Longtemps chroniqueur au quotidien Le Monde en charge des littératures de l’Imaginaire, Jacques Baudou est bien connu des amateurs. Cette fois, il passe de l’autre côté et entre dans le domaine des créateurs. Avec ce court roman, il y réussit de bien brillante manière.
L’objet proposé par l’éditeur est plaisant, avec sa couverture cartonnée revêtue d’une jaquette à l’esthétique remarquable qui évoque le bois de Ryhope cher à Robert Holdstock, ou la forêt d’épines de La Belle au Bois Dormant, et dont le graphisme agrémente joliment les pages intérieures.
J’ai envie de dire que l’on sent la patte du critique dans une volonté de rechercher le zéro défaut. Nickel chrome sur toute la ligne. La Lisière de Bohême est un premier roman, certes, mais c’est le roman d’un lecteur très expérimenté. C’est aussi, à la manière de Morwenna de Jo Walton, un roman plein d’allusions et de citations à travers lesquelles Jacques Baudou rend hommage à toute une littérature qu’il adore.
Comme le titre n’en fait point mystère, La Lisière de Bohême est une fantasy sylvestre. C’est un roman paisible, tranquille. Loin des fureurs habituelles du registre — à moins qu’il ne s’agisse de fantastique, à la lisière des genres. L’explication finale de la coda se veut même SF. Si cette histoire de fantômes flirte avec les genres, elle est surtout proche d’une littérature blanche, intimiste et plutôt minimaliste. Baudou ne cesse d’y jongler avec des mises en abîmes et des récits enchâssés.
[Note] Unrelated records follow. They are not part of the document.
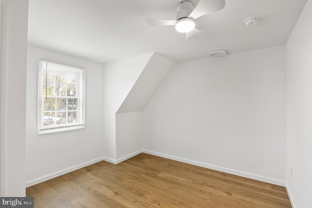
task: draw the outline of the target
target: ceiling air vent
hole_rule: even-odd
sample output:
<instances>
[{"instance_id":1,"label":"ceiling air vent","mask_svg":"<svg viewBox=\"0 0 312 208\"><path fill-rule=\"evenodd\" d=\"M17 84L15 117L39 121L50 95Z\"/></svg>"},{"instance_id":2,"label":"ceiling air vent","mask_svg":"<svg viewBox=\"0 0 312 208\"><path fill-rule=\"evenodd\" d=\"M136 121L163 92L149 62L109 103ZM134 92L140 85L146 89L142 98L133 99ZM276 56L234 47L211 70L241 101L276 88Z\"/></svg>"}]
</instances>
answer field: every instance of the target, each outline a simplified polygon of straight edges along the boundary
<instances>
[{"instance_id":1,"label":"ceiling air vent","mask_svg":"<svg viewBox=\"0 0 312 208\"><path fill-rule=\"evenodd\" d=\"M219 51L208 52L208 54L211 56L212 57L215 58L226 56L228 55L228 53L227 53L225 50L220 50Z\"/></svg>"}]
</instances>

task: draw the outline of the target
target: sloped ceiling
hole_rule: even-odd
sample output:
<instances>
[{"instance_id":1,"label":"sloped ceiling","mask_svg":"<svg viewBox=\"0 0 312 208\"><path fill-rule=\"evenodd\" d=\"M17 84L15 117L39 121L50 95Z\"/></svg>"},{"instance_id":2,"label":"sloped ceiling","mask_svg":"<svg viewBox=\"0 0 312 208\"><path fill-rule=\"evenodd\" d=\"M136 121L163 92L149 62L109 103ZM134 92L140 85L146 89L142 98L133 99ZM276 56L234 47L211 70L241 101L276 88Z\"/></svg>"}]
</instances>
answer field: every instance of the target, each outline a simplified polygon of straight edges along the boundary
<instances>
[{"instance_id":1,"label":"sloped ceiling","mask_svg":"<svg viewBox=\"0 0 312 208\"><path fill-rule=\"evenodd\" d=\"M197 19L204 32L186 41L173 26L146 21L175 20L181 0L29 0L28 41L103 63L151 52L181 62L285 44L306 0L226 0L223 10ZM246 27L252 16L258 23Z\"/></svg>"}]
</instances>

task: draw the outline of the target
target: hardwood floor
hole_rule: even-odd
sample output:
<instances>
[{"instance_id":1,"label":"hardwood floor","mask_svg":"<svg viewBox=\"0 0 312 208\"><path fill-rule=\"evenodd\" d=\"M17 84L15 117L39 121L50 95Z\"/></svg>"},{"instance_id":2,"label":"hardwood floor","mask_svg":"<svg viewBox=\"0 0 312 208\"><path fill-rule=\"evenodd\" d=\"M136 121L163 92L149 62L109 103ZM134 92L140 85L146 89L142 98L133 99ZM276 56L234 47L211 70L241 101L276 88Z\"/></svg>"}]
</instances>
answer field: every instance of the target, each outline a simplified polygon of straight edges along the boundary
<instances>
[{"instance_id":1,"label":"hardwood floor","mask_svg":"<svg viewBox=\"0 0 312 208\"><path fill-rule=\"evenodd\" d=\"M35 208L291 208L284 187L141 153L26 188Z\"/></svg>"}]
</instances>

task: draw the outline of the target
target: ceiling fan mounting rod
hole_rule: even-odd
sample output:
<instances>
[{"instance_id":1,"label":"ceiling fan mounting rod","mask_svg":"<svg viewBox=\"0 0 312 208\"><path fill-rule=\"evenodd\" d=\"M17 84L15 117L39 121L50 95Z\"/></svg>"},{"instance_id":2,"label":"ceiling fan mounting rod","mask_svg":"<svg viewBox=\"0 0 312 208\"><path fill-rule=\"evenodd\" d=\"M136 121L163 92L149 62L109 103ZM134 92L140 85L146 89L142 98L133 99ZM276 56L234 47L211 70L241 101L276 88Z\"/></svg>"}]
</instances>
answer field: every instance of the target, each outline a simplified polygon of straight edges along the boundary
<instances>
[{"instance_id":1,"label":"ceiling fan mounting rod","mask_svg":"<svg viewBox=\"0 0 312 208\"><path fill-rule=\"evenodd\" d=\"M176 5L176 20L189 16L193 11L193 3L190 0L181 1Z\"/></svg>"}]
</instances>

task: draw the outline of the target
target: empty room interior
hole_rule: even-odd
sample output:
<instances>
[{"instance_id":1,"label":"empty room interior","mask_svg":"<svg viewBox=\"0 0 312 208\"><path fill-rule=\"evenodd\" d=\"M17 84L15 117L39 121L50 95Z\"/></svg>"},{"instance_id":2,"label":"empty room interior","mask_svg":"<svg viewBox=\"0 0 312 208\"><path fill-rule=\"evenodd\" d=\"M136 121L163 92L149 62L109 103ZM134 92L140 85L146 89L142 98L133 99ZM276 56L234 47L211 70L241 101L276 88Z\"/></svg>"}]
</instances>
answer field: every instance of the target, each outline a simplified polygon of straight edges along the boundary
<instances>
[{"instance_id":1,"label":"empty room interior","mask_svg":"<svg viewBox=\"0 0 312 208\"><path fill-rule=\"evenodd\" d=\"M311 207L312 0L0 11L0 196Z\"/></svg>"}]
</instances>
Nulle part en France, sur le cours de la Bleigne, dans la vaste forêt qui s’étend entre Ferventes et Sognes, l’écrivain à succès Roland Darjac s’est installé dans une maison forestière pour se ressourcer. Un jour de pluie arrive Béatrice, randonneuse venue spécialement le rencontrer après avoir lu son dernier roman, L’Examen de conscience, qui est aussi le premier à contenir des éléments fantastiques. Ce roman a remémoré à la visiteuse un album illustré qui l’avait beaucoup marqué dans son enfance. Si Darjac ignore tout de l’album en question, il révèle à Béatrice que ce qui, dans son livre, ne relève pas de la fiction, contrairement à ce à quoi l’on pourrait s’attendre, ce sont les trois fantômes ! Et il les lui montre. Aux fantômes s’ajoutent les mystères d’un inaccessible manoir composite connu comme la folie Millescande qui fut jadis le théâtre d’un drame, et ceux d’un domaine tabou dont on ne parle qu’avec réticence dans la région où d’étranges phénomènes ont lieu et dont les récits nous parviennent au fil des rencontres que Roland fait faire à Béatrice. Au final, tous les éléments vont s’emboîter et trouver leur juste place.
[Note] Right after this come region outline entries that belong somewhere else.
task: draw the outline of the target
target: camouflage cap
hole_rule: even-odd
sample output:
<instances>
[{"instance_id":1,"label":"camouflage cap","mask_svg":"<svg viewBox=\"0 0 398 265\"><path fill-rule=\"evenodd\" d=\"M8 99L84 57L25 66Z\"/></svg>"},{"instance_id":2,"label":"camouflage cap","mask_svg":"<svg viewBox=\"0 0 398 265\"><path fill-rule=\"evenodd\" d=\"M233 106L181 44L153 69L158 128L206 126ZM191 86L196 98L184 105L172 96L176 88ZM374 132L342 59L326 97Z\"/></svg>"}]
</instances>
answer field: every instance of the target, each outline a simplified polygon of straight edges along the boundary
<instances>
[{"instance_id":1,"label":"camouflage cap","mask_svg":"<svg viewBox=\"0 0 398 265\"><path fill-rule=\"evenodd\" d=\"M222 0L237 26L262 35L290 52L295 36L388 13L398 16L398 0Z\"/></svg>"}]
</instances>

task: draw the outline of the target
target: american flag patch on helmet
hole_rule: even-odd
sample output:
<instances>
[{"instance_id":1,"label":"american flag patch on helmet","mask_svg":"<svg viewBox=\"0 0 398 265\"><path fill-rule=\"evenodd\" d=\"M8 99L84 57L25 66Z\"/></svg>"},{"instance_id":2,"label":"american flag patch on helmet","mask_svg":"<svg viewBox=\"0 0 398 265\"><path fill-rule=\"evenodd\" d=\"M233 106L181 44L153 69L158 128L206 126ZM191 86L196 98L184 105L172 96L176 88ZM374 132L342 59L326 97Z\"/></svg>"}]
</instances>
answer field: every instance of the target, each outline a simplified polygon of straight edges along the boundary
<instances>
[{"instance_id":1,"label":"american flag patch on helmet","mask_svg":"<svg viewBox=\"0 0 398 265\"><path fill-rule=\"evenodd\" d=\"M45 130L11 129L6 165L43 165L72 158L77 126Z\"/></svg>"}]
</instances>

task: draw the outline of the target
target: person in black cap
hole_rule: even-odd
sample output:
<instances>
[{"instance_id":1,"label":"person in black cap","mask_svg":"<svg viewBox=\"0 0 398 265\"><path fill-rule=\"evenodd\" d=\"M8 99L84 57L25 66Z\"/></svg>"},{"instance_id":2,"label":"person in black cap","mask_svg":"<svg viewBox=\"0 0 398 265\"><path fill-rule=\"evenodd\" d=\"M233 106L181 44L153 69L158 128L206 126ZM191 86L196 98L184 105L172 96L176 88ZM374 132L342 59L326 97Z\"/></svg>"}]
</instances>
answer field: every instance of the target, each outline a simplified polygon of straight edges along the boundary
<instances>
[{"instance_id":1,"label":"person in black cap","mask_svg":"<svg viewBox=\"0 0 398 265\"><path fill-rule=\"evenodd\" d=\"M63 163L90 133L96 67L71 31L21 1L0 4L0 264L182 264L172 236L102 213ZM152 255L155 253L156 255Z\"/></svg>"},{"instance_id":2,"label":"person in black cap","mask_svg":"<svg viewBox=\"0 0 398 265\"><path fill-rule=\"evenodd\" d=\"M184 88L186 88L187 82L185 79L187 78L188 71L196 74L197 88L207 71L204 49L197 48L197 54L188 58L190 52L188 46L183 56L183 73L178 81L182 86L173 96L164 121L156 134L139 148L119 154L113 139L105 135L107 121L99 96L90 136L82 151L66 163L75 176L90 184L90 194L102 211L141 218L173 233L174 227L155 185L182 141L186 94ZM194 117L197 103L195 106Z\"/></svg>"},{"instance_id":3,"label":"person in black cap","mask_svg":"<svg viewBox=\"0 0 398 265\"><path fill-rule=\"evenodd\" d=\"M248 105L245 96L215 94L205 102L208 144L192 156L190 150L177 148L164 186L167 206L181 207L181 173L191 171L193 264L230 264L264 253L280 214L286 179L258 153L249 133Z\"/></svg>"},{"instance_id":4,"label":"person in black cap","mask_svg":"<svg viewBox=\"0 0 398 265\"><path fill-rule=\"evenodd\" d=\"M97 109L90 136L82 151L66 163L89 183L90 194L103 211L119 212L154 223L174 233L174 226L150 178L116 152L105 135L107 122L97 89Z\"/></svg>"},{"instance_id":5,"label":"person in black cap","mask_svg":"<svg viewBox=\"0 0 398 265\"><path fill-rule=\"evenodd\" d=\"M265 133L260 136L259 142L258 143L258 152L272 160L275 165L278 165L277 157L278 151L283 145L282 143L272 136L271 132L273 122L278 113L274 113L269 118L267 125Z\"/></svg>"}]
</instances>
La coda finit par tirer le livre sur les rives de la SF, on l’a dit. Peut-être Jacques Baudou se refusait-il à écarter ce genre, mais je me demande si la conclusion n’aurait pas été plus élégante sans ?
Le roman s’écoule comme un profond ruisseau, au rythme des promenades pédestres en forêt, et non seulement il n’y a pas de temps mort ni longueur, mais le livre ne se dépare jamais d’une certaine densité. Remarquablement écrit, La Lisière de Bohême ne s’adresse évidemment pas aux amateurs exclusifs de fantasy épique pleine d’action frénétique ni à ceux d’horreur, tendance gore. Il est pour ceux, en quête d’un plaisir différent, qui aiment les belles lettres comme de belles choses. Espérons qu’il trouvera son public, il le mérite.